3. Curriculum reform can build positive peace
Peacebuilding is not only about stopping direct violence. Scholars such as Johan Galtung have argued that violence can also be structural or cultural. In education, this can appear through silence, invisibility or unequal representation.
The 4Rs framework — redistribution, recognition, representation and reconciliation — is useful here. Inclusive textbooks can support recognition by valuing different communities. They can support representation by showing that all groups have a place in public life. They can support reconciliation by helping children understand shared histories and live together after conflict.
The Kurdistan Region has already made important progress in developing its education system. Textbooks exist in different languages, including Kurdish, Turkmen and Syriac, depending on context and availability. This is important. But language access alone is not enough. Inclusion also requires content that reflects the diversity of society.
The solution is not to politicise children’s textbooks. In fact, the opposite is needed. Early education should avoid divisive or victory-based narratives. It should focus on ordinary people, shared values, friendship, cooperation and mutual respect.

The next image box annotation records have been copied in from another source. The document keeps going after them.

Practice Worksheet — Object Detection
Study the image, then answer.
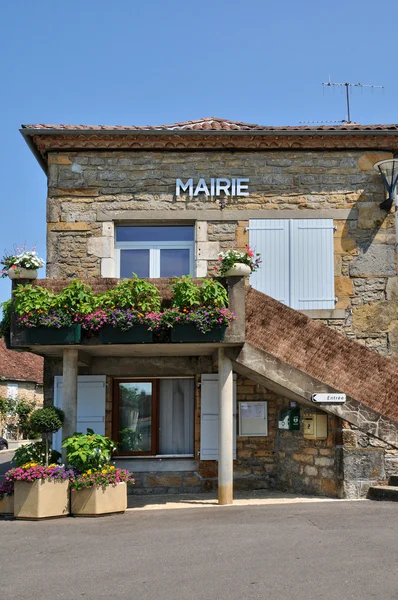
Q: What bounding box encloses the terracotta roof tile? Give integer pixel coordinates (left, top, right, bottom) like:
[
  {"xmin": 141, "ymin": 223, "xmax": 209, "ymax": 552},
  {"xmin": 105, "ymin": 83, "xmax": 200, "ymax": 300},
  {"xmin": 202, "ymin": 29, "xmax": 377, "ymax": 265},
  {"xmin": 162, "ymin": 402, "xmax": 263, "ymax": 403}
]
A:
[
  {"xmin": 246, "ymin": 288, "xmax": 398, "ymax": 421},
  {"xmin": 0, "ymin": 339, "xmax": 43, "ymax": 383},
  {"xmin": 22, "ymin": 117, "xmax": 398, "ymax": 132}
]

A story about children from different backgrounds planting trees together, helping an elderly neighbour, visiting each other’s cultural celebrations, or solving a classroom problem can teach peace more effectively than abstract slogans.
A peaceful society starts with small stories
The stories children read in their first school years can shape how they imagine society. If they learn that only one identity matters, coexistence becomes harder. If they learn that many communities belong together, peace becomes more possible.
Textbooks cannot solve every social or political problem. They cannot replace fair institutions, community dialogue or economic opportunity. But they can prepare children to see one another with dignity.
Peacebuilding begins with recognition. Sometimes, recognition begins with a name in a story.
Mustafa Wshyar
Mustafa Wshyar is a polyglot with over fifteen years of experience in teaching, research, educational consultation, translation, administration, and management. He holds a PhD in Literary and Cultural Studies from the University of Szeged in Hungary and an MA in English Language and Literature from the University of Central Lancashire in the UK. Currently, Mustafa is a Research Associate at Ulster University and Senior Lecturer at Koya University.